Aerojet Rocketdyne, the largest independent company remaining in the U.S. defense industry that produces propulsion systems for weapons, aims to hire more workers at its facility in south Arkansas.
During a panel discussion Tuesday at a meeting of the Rotary Club of Little Rock, Aerojet Rocketdyne Senior Director Chandra Hooker said the company would be adding jobs at its factories in Camden.
Aerojet, based in El Segundo, Calif., produces solid rocket motors for missiles and other applications; the company's operations in Camden are spread over almost 2,000 acres and 150 buildings, according to the company.
The company declined to disclose the number of employees it intends to hire, though an article on the Rotary Club's website after the panel discussion indicated the company may plan to add about 200 jobs as part of a recent multimillion-dollar contract with the U.S. Department of Defense.
The company said its workforce in Camden has grown by more than 80% and is still growing. There are numerous job openings listed on the company's website for skilled operators, engineers and other jobs in Camden.
Aerojet announced a $50 million investment for expansion and new infrastructure at its south Arkansas facilities in 2018 that would create more than 140 new jobs over the next three years, increasing the workforce at the Camden site to 900 employees; this followed the company's announcement in 2015 that it would hire 85 new employees and spend $18 million on facility and equipment upgrades, according to a company news release.
Currently, there are about 1,100 people working for Aerojet in Highland Industrial Park in Camden, the company said.

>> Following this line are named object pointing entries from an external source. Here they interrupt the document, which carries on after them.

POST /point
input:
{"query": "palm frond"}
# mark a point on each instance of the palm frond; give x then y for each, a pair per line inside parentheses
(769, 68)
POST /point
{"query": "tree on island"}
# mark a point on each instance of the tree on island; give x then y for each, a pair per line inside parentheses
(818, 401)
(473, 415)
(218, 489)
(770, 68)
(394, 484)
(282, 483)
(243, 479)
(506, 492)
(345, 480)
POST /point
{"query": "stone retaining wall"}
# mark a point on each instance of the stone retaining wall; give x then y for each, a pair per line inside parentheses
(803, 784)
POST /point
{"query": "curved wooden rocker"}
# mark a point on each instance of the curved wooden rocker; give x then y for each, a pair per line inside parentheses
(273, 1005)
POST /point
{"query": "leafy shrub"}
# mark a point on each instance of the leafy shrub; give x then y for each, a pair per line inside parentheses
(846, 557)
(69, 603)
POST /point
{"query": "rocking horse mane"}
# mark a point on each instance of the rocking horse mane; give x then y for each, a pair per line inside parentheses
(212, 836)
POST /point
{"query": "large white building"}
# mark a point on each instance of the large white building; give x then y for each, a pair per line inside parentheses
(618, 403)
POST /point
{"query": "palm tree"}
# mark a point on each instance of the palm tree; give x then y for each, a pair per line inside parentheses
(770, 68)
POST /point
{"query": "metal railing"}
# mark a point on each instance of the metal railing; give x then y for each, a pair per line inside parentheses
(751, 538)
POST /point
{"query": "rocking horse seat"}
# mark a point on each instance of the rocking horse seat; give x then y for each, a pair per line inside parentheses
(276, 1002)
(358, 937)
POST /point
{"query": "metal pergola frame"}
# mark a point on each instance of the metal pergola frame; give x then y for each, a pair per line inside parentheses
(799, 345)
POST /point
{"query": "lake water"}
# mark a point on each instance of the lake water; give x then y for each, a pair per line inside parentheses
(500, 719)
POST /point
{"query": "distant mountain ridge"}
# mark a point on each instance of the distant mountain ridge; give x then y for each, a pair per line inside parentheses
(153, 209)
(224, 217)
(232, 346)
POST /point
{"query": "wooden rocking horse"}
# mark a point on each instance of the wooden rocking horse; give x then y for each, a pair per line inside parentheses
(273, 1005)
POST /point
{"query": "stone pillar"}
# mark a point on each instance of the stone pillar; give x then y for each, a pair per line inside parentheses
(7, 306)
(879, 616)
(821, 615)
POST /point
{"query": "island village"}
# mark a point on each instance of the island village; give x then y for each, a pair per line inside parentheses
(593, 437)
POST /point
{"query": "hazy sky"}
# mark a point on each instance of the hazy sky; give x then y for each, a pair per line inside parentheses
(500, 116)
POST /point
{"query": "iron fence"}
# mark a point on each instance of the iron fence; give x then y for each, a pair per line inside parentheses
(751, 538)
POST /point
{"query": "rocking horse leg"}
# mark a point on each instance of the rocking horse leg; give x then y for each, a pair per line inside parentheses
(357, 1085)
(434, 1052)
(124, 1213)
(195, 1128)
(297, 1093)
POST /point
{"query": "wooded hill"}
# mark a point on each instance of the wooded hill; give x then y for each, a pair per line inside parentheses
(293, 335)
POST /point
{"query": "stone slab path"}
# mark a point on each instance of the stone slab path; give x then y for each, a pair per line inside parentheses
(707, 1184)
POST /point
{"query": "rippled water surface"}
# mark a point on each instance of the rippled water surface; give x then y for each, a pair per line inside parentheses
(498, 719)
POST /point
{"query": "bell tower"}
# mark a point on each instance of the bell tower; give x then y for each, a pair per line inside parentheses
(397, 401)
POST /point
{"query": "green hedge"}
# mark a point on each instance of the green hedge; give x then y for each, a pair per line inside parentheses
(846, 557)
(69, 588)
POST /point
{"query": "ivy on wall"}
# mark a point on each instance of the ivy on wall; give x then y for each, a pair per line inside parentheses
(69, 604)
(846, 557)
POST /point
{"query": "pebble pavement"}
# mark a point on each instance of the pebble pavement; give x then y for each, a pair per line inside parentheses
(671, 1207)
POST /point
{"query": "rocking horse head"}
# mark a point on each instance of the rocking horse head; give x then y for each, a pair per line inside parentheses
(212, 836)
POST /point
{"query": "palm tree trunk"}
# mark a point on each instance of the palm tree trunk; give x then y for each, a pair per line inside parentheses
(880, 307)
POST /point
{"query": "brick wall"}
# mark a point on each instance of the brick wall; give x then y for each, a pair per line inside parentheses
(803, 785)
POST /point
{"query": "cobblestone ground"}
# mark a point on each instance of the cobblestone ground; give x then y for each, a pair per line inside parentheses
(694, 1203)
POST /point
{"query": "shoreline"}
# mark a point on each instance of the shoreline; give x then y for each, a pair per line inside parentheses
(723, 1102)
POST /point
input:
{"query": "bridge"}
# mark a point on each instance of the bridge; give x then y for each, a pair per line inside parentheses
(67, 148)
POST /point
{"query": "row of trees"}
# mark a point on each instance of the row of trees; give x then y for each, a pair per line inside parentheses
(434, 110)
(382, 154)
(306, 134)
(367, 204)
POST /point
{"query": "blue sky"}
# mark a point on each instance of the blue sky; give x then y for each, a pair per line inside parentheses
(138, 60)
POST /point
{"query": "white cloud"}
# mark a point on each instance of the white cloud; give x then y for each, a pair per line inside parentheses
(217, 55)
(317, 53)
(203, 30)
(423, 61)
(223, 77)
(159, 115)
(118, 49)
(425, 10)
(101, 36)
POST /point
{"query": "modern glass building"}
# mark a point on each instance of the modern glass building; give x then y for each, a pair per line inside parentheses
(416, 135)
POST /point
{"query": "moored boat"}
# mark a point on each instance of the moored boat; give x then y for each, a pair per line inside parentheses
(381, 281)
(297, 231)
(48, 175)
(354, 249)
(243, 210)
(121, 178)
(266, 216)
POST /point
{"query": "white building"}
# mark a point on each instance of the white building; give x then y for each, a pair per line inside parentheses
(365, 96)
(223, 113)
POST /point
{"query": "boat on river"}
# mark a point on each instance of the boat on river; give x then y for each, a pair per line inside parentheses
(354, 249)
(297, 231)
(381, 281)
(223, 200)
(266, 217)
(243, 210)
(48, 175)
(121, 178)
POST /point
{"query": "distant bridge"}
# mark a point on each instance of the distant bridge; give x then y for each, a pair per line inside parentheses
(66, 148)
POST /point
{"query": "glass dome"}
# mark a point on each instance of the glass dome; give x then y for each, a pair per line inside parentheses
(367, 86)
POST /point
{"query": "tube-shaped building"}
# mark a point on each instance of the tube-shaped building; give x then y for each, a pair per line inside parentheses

Aerojet's neighbor in the industrial park -- Lockheed Martin -- announced a $142 million investment into its Camden-area operations in June 2019 with plans to add 326 jobs after several high-profile contracts with the Department of Defense.
Both companies have ramped up hiring and expanded facilities in response to Russia's invasion of Ukraine.

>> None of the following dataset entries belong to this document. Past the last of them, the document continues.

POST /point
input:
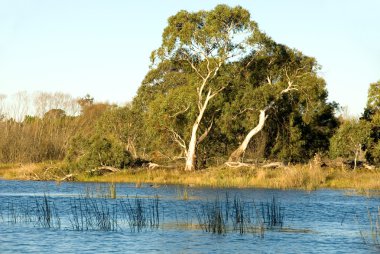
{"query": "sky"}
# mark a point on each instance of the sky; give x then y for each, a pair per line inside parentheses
(102, 47)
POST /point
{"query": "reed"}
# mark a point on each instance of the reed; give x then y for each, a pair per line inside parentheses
(140, 215)
(371, 235)
(46, 213)
(93, 214)
(240, 216)
(211, 219)
(272, 213)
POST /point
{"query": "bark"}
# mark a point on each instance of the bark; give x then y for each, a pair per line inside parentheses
(191, 151)
(238, 153)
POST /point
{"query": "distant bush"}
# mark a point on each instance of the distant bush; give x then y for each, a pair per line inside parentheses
(97, 151)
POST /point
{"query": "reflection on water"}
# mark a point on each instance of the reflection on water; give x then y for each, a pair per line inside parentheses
(41, 217)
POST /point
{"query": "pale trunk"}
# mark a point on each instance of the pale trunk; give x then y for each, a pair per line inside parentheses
(190, 157)
(238, 153)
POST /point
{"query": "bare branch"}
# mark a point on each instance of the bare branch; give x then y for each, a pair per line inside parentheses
(204, 135)
(180, 112)
(179, 140)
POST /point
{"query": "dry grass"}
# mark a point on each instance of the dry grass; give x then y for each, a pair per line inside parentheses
(307, 177)
(32, 171)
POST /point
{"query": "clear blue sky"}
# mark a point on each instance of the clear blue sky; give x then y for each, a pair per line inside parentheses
(103, 47)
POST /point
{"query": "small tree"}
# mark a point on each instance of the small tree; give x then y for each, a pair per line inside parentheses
(206, 41)
(349, 140)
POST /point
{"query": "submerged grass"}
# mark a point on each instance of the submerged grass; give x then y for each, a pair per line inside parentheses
(371, 235)
(240, 216)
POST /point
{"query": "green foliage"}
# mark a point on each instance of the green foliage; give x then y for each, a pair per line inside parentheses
(85, 154)
(372, 117)
(350, 139)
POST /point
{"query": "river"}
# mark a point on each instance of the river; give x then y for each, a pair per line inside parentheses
(322, 221)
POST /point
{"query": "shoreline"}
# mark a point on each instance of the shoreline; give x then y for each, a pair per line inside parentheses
(303, 177)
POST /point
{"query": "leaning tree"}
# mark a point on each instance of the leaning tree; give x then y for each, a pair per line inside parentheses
(205, 41)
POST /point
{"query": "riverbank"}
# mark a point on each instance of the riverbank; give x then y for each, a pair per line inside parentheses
(305, 177)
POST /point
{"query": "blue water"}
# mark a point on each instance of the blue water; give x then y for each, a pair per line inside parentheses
(323, 221)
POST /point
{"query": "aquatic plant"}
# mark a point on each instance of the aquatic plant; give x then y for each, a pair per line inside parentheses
(272, 213)
(371, 235)
(92, 214)
(46, 213)
(139, 215)
(211, 219)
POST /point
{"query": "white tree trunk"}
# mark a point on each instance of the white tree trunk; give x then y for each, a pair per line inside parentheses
(237, 154)
(191, 152)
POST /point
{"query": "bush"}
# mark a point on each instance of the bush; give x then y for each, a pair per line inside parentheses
(97, 151)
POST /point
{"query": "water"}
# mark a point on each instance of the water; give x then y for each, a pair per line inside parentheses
(323, 221)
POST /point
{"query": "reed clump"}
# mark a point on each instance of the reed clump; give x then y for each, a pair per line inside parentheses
(371, 236)
(141, 215)
(240, 216)
(93, 214)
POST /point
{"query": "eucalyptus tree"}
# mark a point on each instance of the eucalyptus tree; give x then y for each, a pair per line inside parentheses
(282, 83)
(204, 42)
(350, 139)
(371, 116)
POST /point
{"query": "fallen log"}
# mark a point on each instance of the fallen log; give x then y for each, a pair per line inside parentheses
(234, 164)
(103, 169)
(274, 165)
(68, 178)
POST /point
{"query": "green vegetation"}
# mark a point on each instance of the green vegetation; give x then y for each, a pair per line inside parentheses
(219, 90)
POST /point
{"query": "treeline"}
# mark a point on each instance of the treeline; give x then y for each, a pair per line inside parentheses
(219, 90)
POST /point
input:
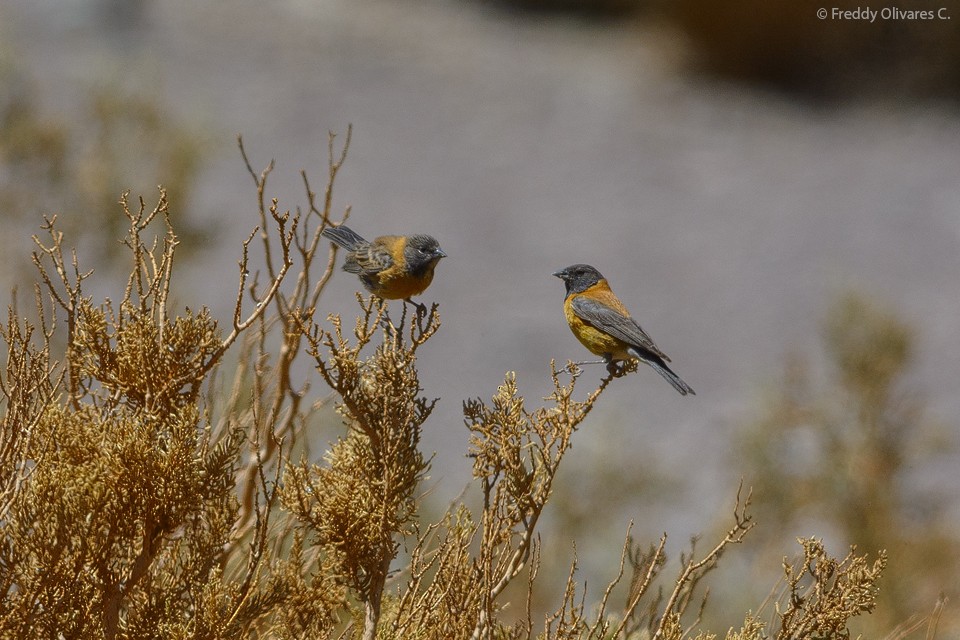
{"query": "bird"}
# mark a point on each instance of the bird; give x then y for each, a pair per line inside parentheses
(604, 326)
(390, 267)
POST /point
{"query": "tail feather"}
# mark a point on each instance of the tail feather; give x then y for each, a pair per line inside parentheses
(661, 367)
(344, 237)
(672, 378)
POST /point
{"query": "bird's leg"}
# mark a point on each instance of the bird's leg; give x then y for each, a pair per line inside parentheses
(421, 308)
(570, 366)
(612, 368)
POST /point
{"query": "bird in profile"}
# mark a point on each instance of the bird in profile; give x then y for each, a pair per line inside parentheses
(600, 321)
(390, 267)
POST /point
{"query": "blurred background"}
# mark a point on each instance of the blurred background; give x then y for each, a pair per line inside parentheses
(775, 196)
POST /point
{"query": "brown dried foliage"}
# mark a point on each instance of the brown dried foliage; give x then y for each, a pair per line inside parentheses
(143, 496)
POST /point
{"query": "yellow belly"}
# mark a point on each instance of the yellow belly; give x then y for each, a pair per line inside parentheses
(593, 339)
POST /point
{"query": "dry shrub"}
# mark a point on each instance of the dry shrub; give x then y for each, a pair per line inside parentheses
(144, 497)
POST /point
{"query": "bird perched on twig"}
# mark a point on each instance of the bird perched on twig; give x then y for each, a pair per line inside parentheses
(390, 267)
(600, 321)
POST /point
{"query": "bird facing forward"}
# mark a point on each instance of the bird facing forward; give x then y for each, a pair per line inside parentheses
(600, 321)
(390, 267)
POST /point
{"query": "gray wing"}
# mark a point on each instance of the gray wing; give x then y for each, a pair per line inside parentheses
(617, 324)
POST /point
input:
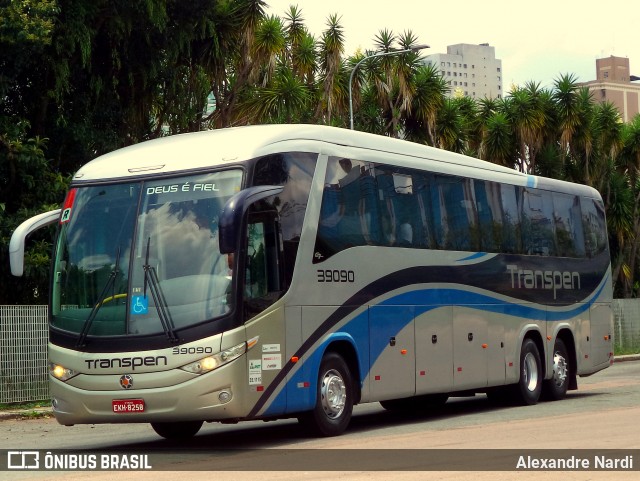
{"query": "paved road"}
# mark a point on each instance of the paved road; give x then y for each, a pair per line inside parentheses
(603, 414)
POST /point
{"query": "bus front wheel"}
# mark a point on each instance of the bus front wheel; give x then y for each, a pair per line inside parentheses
(334, 398)
(527, 390)
(177, 430)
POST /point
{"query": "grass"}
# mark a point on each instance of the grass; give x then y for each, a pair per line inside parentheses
(28, 410)
(621, 351)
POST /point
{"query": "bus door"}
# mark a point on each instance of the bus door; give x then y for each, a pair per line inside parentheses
(392, 351)
(434, 350)
(470, 348)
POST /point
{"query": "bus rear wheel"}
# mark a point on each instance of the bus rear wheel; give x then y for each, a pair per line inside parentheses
(527, 390)
(334, 398)
(556, 388)
(177, 430)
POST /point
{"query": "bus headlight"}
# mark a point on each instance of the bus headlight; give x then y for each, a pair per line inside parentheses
(61, 372)
(210, 363)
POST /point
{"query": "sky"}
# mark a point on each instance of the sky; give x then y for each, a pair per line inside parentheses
(536, 40)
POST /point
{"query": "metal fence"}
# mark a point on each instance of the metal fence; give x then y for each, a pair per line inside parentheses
(627, 324)
(23, 347)
(23, 353)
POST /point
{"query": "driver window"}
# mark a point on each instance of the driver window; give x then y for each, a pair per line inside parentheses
(256, 265)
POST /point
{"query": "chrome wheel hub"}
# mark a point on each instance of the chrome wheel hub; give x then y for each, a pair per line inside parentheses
(560, 369)
(530, 372)
(333, 394)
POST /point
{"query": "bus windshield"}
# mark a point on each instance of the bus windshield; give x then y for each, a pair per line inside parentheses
(142, 258)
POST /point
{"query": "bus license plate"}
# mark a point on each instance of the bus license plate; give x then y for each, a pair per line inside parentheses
(127, 405)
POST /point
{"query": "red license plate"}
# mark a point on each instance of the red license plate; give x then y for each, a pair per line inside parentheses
(127, 405)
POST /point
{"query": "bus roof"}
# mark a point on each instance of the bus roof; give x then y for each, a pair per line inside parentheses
(200, 150)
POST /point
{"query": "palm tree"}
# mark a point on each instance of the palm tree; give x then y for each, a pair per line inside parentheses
(282, 101)
(528, 120)
(498, 143)
(430, 90)
(268, 46)
(331, 50)
(243, 16)
(568, 106)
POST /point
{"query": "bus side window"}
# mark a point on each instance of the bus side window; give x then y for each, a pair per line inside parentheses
(568, 225)
(510, 235)
(594, 225)
(489, 219)
(538, 227)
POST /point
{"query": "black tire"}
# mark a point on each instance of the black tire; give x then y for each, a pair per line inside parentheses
(416, 403)
(556, 388)
(529, 387)
(177, 430)
(334, 399)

The workforce at Lockheed Martin's facility has roughly doubled over the past five years; there were 1,047 employees at the Camden facility at the end of 2022, up from 594 employees in 2018; 655 employees in 2019; 829 employees in 2020; and 974 employees in 2021.
Lockheed Martin's workforce is set to eventually exceed 1,200; the company anticipates adding an additional 200 employees over the next five years, Lockheed Martin told the Arkansas Democrat-Gazette in February.
The U.S. Department of Defense has approved contracts with defense companies in the last year and a half, the department has said, to strengthen the supply chain for weapon production and bolster the nation's stockpile of weapons.
In April, the Defense Department announced a $215.6 million contract with Aerojet to 'expand and modernize' company facilities in Camden; Huntsville, Ala.; and Orange County, Va., essentially to streamline the manufacturing process, a Department of Defense news release said. The facilities produce rocket propulsion systems for missiles and for missile defense interceptors, as well as space launch vehicles and satellites for civil and commercial use.
In addition to modernizing the manufacturing processes, funding from the Additional Ukraine Supplemental Appropriations Act of 2022 will go to consolidation of production lines; new equipment; building systems to process data; and increasing the production rate of the anti-tank Javelin missile, anti-aircraft Stingers and Guided Multiple Launch Rocket Systems.
"The U.S. has provided Javelins, Stingers, and GMLRS rockets to the Ukrainian government, and the modernization of [Aerojet Rocketdyne] facilities will benefit DoD as it replenishes its ammunition supplies," the company said.
In December, Aerojet Rocketdyne Holdings Inc. signed a definitive agreement to be acquired by L3Harris Technologies, with the $4.7 billion deal expected to close this year.
That deal came to fruition 10 months after the $4.4 billion sale of Aerojet Rocketdyne to Lockheed Martin fell through after antitrust regulators sued to block it, arguing the acquisition would have critically disadvantaged Lockheed Martin's rivals, Reuters reported in December.